Winning Back The Midwest
Klobuchar also has a plan to paint the Midwest blue again.
Her favorite question is whether she thinks the Midwest is possible to flip. When asked, she answers with these four words: “Former Governor Scott Walker.”
The union-busting Republican governor of Wisconsin was voted out of office in 2018.
“I want to make you think about this because you are the ambassadors to so many of those workers out there, some of whom voted for Donald Trump,” Klobuchar said.
She first talked about the Supreme Court’s Janus decision, which stripped unions of the ability to collect fees from non-union workers.
“This president has stood with his wealthy friends. Me — I will stand with you,” Klobuchar said. “This president has put his cronies in positions of power, I will bring decency back to our government.

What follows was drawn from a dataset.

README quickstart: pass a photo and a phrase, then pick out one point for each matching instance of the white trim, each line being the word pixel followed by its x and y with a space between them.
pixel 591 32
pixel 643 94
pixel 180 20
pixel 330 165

He is talking about everything every day that has nothing to do with these promises that he has made to our workers.”
Klobuchar often likes to remind audiences of the many promises that Trump has broken during his presidency, including ones that sounded particularly good to working-class voters.
“[Trump] went on Fox News after he got elected and he said he would bring down the cost of pharmaceuticals so fast it would make your head spin,” she noted. “Well, it has made our head spin because for over 2,000 of them, they have gone up in multiple digits … He has made us promises on infrastructure, jobs for all of you, but he has never delivered the big infrastructure project.”
Off stage, Klobuchar said she uses examples of improving storm water systems and roads to the airports because they’re specific examples of how Trump never followed through on his promises to unions.
“You have workers who are a part of unions who voted for Donald Trump because they thought, ‘Oh, he’s going to. I believe him,’ when he said he’s going to invest in infrastructure and that’ll mean my job,” Klobuchar said. “Or that he’s going to make things better for me for wages. Or that he’s going to bring down the cost of pharmaceuticals. Those things haven’t happened.”
Defeating Donald Trump
The big question everyone is asking is: Who can defeat Donald Trump?
Klobuchar has a plan to do just that.
“This is how you beat this guy,” Klobuchar said. “You beat him by having an optimistic economic agenda for this country like you have and like we have.
“You beat him by standing up and protecting us and making sure that we are making our views clear,” Klobuchar said. “Sometimes you just ignore him, but you also beat him by showing him how absurd the things he says are and by being able to have the presence of mind to do it when it happens.”
“When I announced in the middle of that snowstorm, he made fun of me and he gave me a nickname. He called me ‘snow woman,’” Klobuchar said. “So I wrote back, ‘Mr. President, I’d like to see how your hair would fair in a blizzard.”